French huh? Tested on frogs too?
Not that I mind but are you suggesting some sort of galvanism?

A Faraday cage allows a EM field to redistribute itself on the 'surface' of the hollow cage/cylinder. Meaning that the charge carriers inside the hull will rearrange the lightening using the currents created from the same, if I got it right?

"Once the charges have rearranged so as to cancel the applied field inside, the current stops. Faraday cages also shield the interior from external electromagnetic radiation if the conductor (hull in this case) is thick enough and any holes are significantly smaller than the radiation's wavelength."

Don't know if this explain anything though?
Gotta admit I liked the 'flowing Imps better' :)
And then I could have presented my own theory too..

Can I?
Pleassse.

I think it's good..

==
Btw: That explains why you will have a 'burn through'

If the 'break/hole' in the 'conductors/hulls' surface is larger than the radiations wavelength then you will have your hole in the hull.

======

" Edward J. Rupke, senior engineer at Lightning Technologies, Inc., (LTI) in Pittsfield, Mass., provides the following explanation: It is estimated that on average, each airplane in the U.S. commercial fleet is struck lightly by lightning more than once each year. In fact, aircraft often trigger lightning when flying through a heavily charged region of a cloud. In these instances, the lightning flash originates at the airplane and extends away in opposite directions. Although record keeping is poor, smaller business and private airplanes are thought to be struck less frequently because of their small size and because they often can avoid weather that is conducive to lightning strikes.

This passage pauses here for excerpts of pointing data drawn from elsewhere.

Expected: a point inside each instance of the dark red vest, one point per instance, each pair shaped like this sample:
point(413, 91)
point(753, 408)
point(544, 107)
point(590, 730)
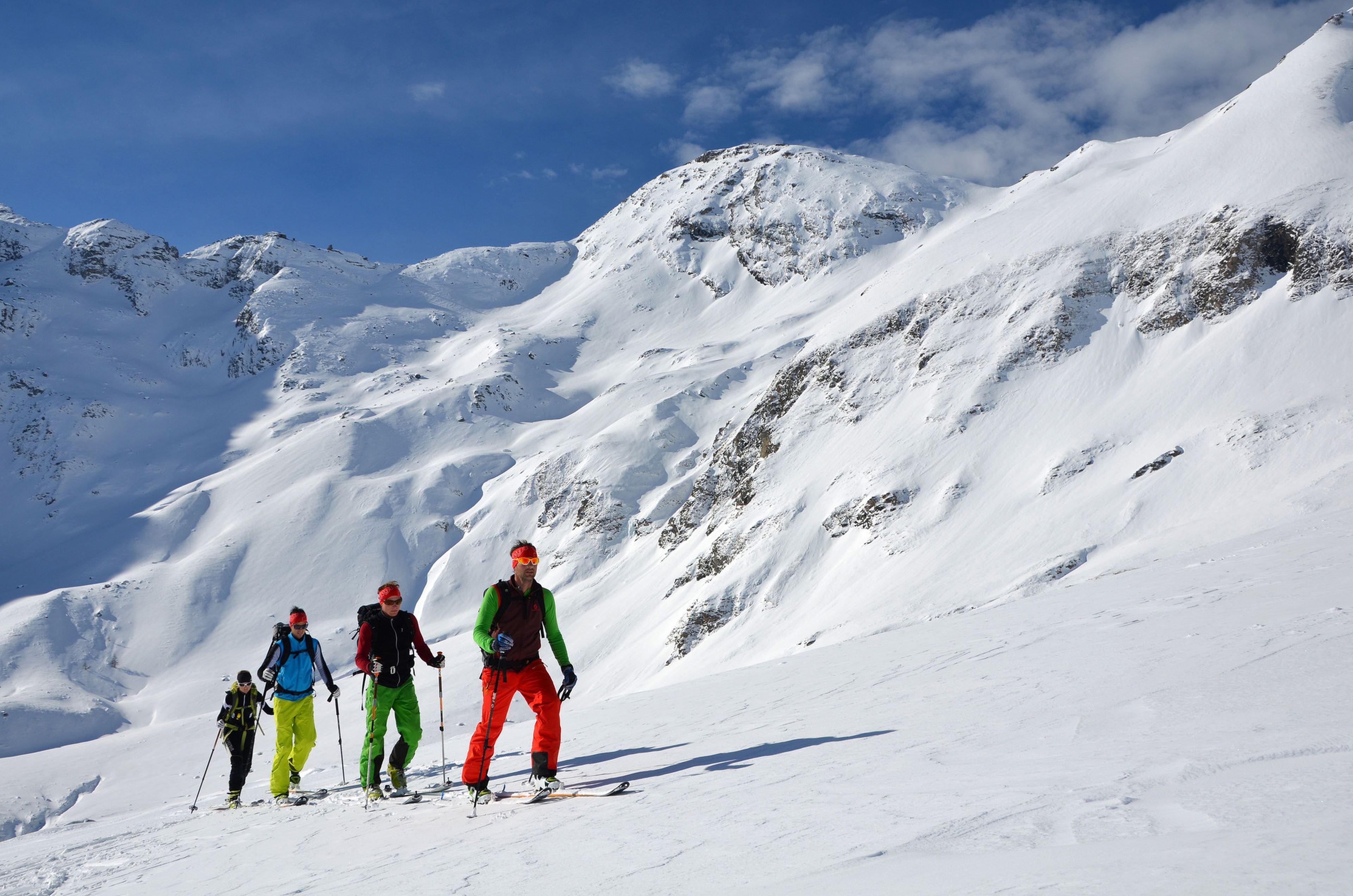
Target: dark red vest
point(523, 619)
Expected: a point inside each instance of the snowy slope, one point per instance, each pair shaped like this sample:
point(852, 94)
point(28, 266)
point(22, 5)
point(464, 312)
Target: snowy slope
point(797, 434)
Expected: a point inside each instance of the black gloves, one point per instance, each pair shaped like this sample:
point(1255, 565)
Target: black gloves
point(570, 680)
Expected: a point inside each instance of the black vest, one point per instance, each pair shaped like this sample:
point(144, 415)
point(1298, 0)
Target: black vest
point(393, 643)
point(523, 619)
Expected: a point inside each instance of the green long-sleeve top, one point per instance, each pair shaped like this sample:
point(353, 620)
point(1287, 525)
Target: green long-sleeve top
point(489, 610)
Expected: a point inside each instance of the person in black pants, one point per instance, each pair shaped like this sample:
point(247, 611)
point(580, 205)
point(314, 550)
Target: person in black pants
point(239, 719)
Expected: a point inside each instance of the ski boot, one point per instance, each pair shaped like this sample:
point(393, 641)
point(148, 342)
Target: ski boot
point(539, 783)
point(398, 783)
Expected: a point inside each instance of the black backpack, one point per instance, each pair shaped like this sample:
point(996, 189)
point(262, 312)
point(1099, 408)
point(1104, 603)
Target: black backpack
point(279, 637)
point(367, 614)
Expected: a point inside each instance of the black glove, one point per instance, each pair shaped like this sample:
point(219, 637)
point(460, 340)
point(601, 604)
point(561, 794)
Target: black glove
point(570, 680)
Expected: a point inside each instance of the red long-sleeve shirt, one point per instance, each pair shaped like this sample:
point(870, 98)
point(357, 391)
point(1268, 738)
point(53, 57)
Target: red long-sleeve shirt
point(382, 638)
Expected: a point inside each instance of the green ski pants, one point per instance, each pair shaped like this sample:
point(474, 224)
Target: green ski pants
point(404, 702)
point(296, 721)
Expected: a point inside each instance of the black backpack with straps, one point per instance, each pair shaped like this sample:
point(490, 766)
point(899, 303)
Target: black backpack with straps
point(280, 633)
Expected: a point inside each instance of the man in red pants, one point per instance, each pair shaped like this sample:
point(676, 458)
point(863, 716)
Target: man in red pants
point(508, 633)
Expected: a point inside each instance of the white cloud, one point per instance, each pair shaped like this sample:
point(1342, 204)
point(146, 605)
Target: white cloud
point(711, 106)
point(428, 91)
point(682, 151)
point(1018, 90)
point(644, 79)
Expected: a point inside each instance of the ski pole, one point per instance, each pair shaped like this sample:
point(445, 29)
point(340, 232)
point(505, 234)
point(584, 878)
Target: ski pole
point(214, 742)
point(483, 756)
point(371, 735)
point(441, 726)
point(339, 723)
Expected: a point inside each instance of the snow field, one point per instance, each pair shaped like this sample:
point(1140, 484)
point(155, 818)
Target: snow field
point(1174, 726)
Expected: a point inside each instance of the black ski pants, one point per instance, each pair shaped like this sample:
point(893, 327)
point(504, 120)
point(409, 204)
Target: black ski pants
point(240, 743)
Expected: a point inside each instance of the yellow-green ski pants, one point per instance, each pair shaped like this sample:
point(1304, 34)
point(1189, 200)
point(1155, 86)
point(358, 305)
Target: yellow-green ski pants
point(296, 721)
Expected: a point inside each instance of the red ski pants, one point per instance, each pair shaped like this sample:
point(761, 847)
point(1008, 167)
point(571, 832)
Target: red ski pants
point(532, 683)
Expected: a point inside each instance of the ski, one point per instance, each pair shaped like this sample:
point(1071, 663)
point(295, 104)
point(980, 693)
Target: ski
point(243, 806)
point(538, 796)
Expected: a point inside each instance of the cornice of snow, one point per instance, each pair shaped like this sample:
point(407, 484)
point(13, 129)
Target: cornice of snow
point(490, 276)
point(786, 212)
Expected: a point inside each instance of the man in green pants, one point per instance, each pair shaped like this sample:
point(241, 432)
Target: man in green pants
point(386, 646)
point(294, 664)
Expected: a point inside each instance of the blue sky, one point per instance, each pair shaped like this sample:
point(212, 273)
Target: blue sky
point(406, 129)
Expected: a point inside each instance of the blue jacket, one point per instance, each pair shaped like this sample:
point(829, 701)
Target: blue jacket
point(297, 676)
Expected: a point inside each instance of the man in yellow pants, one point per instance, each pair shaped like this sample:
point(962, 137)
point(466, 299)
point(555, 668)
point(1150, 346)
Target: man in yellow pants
point(293, 665)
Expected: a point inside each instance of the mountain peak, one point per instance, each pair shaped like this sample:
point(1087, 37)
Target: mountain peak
point(786, 212)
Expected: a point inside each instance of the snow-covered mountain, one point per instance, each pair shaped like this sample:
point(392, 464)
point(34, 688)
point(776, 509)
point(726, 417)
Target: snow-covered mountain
point(780, 400)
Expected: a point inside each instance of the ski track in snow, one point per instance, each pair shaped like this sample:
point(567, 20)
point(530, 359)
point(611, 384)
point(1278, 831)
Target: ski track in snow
point(1049, 754)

The last confirmed commercial plane crash in the U.S. directly attributed to lightning occurred in 1967, when lightning caused a catastrophic fuel tank explosion. Since then, much has been learned about how lightning can affect airplanes. As a result, protection techniques have improved. Today, airplanes receive a rigorous set of lightning certification tests to verify the safety of their designs. Although passengers and crew may see a flash and hear a loud noise if lightning strikes their plane, nothing serious should happen because of the careful lightning protection engineered into the aircraft and its sensitive components. Initially, the lightning will attach to an extremity such as the nose or wing tip. The airplane then flies through the lightning flash, which reattaches itself to the fuselage at other locations while the airplane is in the electric "circuit" between the cloud regions of opposite polarity. The current will travel through the conductive exterior skin and structures of the aircraft and exit off some other extremity, such as the tail.

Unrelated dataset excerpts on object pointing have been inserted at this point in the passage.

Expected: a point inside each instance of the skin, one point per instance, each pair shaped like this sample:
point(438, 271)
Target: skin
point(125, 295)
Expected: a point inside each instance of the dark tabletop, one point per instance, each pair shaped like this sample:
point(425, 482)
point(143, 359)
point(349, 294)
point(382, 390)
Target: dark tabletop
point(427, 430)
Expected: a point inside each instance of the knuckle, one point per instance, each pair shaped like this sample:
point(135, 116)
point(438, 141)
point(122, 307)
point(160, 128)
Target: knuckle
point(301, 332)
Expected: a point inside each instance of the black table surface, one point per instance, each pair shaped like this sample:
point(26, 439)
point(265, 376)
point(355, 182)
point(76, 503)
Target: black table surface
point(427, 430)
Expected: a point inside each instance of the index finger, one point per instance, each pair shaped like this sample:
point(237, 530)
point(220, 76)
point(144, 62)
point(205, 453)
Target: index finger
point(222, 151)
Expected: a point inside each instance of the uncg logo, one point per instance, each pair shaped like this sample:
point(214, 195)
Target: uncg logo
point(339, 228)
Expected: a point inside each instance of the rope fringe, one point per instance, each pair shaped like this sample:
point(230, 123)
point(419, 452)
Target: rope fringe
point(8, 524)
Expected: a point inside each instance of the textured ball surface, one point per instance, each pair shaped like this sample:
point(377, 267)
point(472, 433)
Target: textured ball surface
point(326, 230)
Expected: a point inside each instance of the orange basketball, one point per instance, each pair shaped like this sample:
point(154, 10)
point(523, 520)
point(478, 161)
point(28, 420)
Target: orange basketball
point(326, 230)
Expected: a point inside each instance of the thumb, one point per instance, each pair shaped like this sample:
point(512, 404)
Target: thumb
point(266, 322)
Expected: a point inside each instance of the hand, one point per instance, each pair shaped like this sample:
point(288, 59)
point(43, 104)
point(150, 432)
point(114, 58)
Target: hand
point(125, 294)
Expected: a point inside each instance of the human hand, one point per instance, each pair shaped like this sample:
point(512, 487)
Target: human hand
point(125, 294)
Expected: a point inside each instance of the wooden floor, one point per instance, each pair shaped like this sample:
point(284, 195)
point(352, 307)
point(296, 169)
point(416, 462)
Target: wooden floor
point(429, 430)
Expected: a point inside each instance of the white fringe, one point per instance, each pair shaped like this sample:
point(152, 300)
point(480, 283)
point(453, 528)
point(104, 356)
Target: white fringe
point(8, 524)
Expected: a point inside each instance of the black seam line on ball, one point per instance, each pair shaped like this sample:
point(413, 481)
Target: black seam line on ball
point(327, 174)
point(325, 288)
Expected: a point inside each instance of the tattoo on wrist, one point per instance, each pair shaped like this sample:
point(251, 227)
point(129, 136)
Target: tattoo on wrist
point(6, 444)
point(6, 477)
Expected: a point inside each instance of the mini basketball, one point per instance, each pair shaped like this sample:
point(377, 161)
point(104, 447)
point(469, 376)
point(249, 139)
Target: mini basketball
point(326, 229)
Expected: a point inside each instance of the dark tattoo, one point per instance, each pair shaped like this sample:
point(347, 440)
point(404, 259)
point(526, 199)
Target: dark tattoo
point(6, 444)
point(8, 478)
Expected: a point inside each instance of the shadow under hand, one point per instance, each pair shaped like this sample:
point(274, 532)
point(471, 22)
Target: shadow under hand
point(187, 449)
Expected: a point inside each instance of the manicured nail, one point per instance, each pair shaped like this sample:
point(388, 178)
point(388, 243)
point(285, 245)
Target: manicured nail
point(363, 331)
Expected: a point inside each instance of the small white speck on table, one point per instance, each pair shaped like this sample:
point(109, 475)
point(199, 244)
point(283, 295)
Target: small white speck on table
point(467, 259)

Pilots occasionally report temporary flickering of lights or short-lived interference with instruments. Most aircraft skins consist primarily of aluminum, which conducts electricity very well. By making sure that no gaps exist in this conductive path, the engineer can assure that most of the lightning current will remain on the exterior of the aircraft. Some modern aircraft are made of advanced composite materials, which by themselves are significantly less conductive than aluminum. In this case, the composites contain an embedded layer of conductive fibers or screens designed to carry lightning currents. Modern passenger jets have miles of wires and dozens of computers and other instruments that control everything from the engines to the passengers' headsets. These computers, like all computers, are sometimes susceptible to upset from power surges. So, in addition to safeguarding the aircraft's exterior, the lightning protection engineer must make sure that no damaging surges or transients can reach the sensitive equipment inside the aircraft. Lightning traveling on the exterior skin of an aircraft has the potential to induce transients into wires or equipment beneath the skin. These transients are called lightning indirect effects. Careful shielding, grounding and the application of surge suppression devices avert problems caused by indirect effects in cables and equipment when necessary. Every circuit and piece of equipment that is critical or essential to the safe flight and landing of an aircraft must be verified by the manufacturers to be protected against lightning in accordance with regulations set by the Federal Aviation Administration (FAA) or a similar authority in the country of the aircraft's origin.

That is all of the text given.